When you drive through northern New England on summer weekends, you’re likely to find tag sales in town after town, where homeowners gather at daybreak to set up tables on lawns and driveways, filled with — how can I describe this politely — “junk” to tempt tourists and locals alike into spending their hard-earned cash.
On more than one occasion, I’ve wanted to pull over, despite my wife’s protests, so I could rummage through piles of “stuff” in the hope of uncovering a treasure or three. Of course, the reality is much different from the fantasy because I usually leave empty-handed or clutching something grotesque like the Rolling Stones’ “I Can’t Get No Satisfaction” lunch box with Twinkies residue from 1966, which my wife vows will never be allowed in our house, so I end up storing it in the shed or the trunk of my car until it’s safe to sneak it into my closet. Weather permitting, I could have a tag sale out of my trunk because there’s so much contraband hidden there.
As my mother, in her inimitable wisdom, often observed, “Why would you spend your money on someone else’s junk?” To which I’d respond, “Because I want it to be my junk.”
Junk collecting, I’m convinced, is a classic American consumer addiction, and I must have inherited the gene. I can’t resist stopping at antique shops to browse and buy things I have absolutely no need of.
My mother, who described “antiques” as “someone else’s old junk,” always referred to my father in less-than-affectionate terms as a “junk collector.” Wherever he is now, I’m sure he’d agree. I, however, think of him in nobler terms: He was the Wolfgang Amadeus Mozart of tag sales, flea markets and estate sales.
He was a man who understood the value, even if it was sentimental, of old tools, scrap wood, vintage door knobs, rusty hinges, clamps, and pieces of twine — and when he died, we had to get rid of it all. We couldn’t give it away, and we couldn’t sell it, because sometimes we didn’t even know what it was or what it did.
He spent a lifetime collecting things, which he unfortunately couldn’t take with him. That would have saved us a lot of work because we had the unenviable task of disposing of everything he accumulated. In the end, we filled three dumpsters.
If he spent his money on rare coins, it would have more profitable. But his junk of preference was generally things like toggle bolts, locksmith tools, stamp machines, World War II memorabilia, pipe tobacco tins and … socks, which he bought in bulk at the flea market. You see, he didn’t have socks during the Great Depression and had to line his shoes with newspaper, so he vowed he’d never be sockless again.
Most of us eventually reach the age — although he never did — when you pause and look around at everything you’ve accumulated and wonder, “How did I get so much stuff? I know people in their later years who are still acquiring, and every time I visit them I wonder, “What’s going to happen to all these possessions when they croak?”
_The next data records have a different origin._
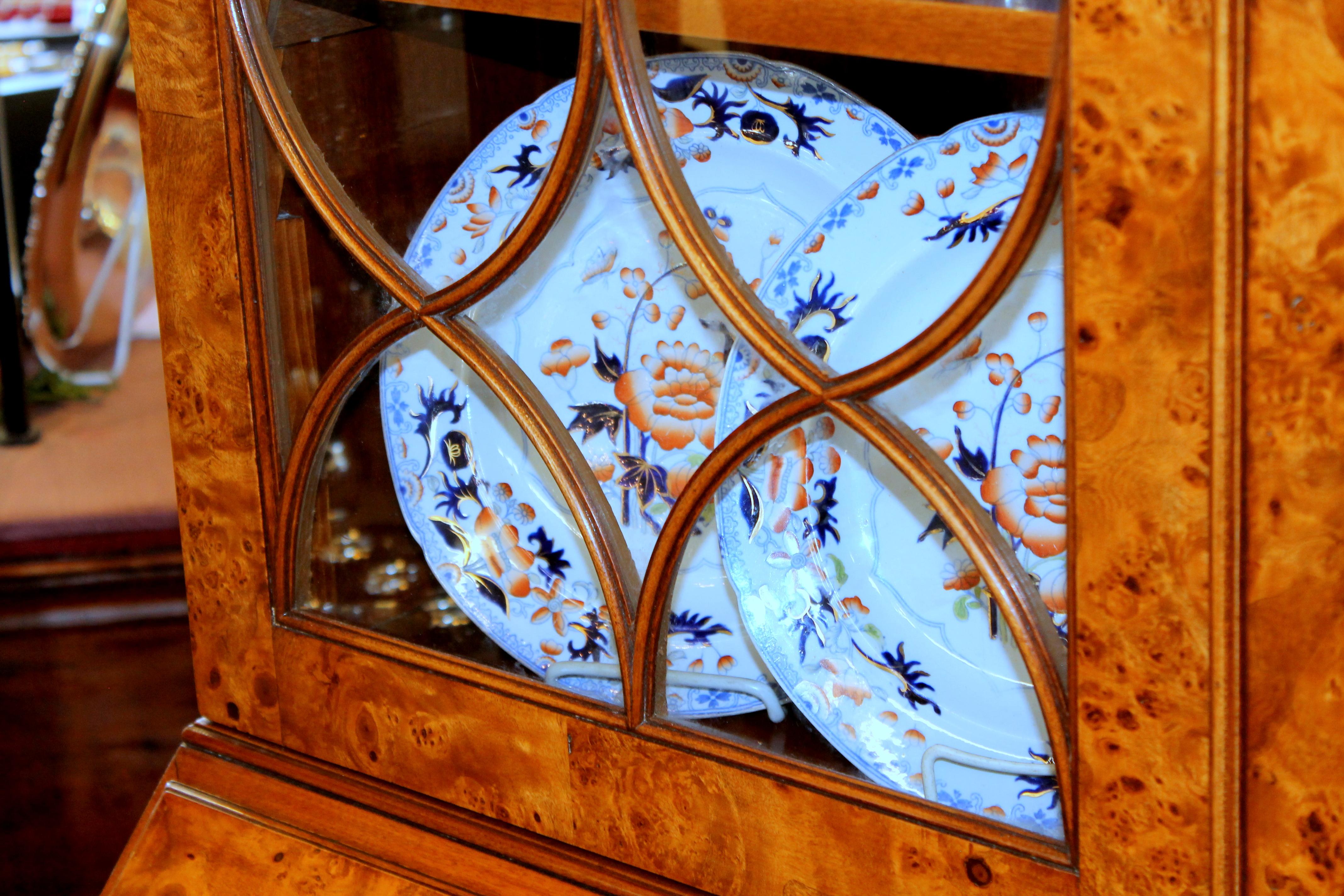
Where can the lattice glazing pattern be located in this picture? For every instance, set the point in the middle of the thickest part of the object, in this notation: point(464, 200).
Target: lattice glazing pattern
point(611, 53)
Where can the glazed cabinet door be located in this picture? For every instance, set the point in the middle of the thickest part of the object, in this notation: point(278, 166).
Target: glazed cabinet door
point(733, 441)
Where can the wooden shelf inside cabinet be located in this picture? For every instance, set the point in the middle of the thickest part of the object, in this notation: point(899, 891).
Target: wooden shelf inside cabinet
point(931, 31)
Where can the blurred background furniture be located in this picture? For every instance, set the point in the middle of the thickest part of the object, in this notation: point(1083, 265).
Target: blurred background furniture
point(354, 742)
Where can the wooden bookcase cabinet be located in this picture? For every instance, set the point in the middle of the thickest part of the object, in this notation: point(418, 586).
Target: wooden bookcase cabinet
point(1201, 289)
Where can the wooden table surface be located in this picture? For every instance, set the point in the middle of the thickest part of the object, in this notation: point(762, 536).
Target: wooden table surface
point(108, 457)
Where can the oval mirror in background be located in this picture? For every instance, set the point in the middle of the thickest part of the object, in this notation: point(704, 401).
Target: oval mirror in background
point(88, 266)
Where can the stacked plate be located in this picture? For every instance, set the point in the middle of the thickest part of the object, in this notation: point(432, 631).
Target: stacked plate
point(819, 577)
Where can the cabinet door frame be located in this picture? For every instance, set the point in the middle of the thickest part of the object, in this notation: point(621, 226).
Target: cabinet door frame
point(1155, 434)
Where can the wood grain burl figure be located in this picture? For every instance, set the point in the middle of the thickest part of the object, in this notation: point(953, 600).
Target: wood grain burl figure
point(1195, 715)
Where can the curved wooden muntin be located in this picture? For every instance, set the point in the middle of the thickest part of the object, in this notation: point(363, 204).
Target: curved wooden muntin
point(611, 48)
point(58, 185)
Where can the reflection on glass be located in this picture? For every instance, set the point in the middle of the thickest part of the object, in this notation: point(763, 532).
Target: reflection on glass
point(865, 624)
point(396, 95)
point(496, 551)
point(491, 522)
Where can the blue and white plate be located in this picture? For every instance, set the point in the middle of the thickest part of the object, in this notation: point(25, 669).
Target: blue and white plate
point(620, 336)
point(870, 619)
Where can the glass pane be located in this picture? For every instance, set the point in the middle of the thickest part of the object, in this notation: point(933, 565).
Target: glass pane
point(881, 637)
point(995, 410)
point(434, 512)
point(397, 95)
point(318, 297)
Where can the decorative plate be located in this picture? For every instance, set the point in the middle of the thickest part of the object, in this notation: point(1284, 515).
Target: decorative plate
point(612, 324)
point(865, 609)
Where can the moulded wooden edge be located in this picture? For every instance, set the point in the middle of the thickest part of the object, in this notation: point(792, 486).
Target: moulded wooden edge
point(929, 31)
point(208, 745)
point(1026, 614)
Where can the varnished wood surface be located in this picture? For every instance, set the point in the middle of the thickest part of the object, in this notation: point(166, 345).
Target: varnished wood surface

Nobody wants to be left with the responsibility of getting rid of someone else’s junk, whether it’s cheap junk or priceless junk. One of my co-workers has been struggling for months to sell her late father-in-law’s valuable art collection. It’s a lot of work and a lot of headaches, and the task keeps her up at night.
I confess that I’ve reached the stage when I regret wasting so much money on things I once thought were valuable, such as first editions, vintage cribbage boards and bric-a-brac that someone is either going to save, toss or sell for a fraction of what it originally cost. All that cash could have been spent more wisely on … wine, women and song or barroom brawls.
When I look at my library, which contains far too many books to ever read in this life, my cribbage boards (who plays cribbage anymore?), my antique landscape photos, and my fountain pens, I ask myself, “What was I thinking?”
I hope my kids keep some of the stuff — like the life-sized statue of St. Jude, patron saint of hopeless cases. But I have my doubts. That will probably be the first thing to go — after the life-sized statue of St. Anne, made in Italy. My only hope is to indoctrinate my grandkids about the virtues of junk collecting and then leave them the fishing poles, the saints, and the pens. As an introductory lesson, I’ll teach them to play cribbage and catch trout … and maybe stop at the flea market along the way.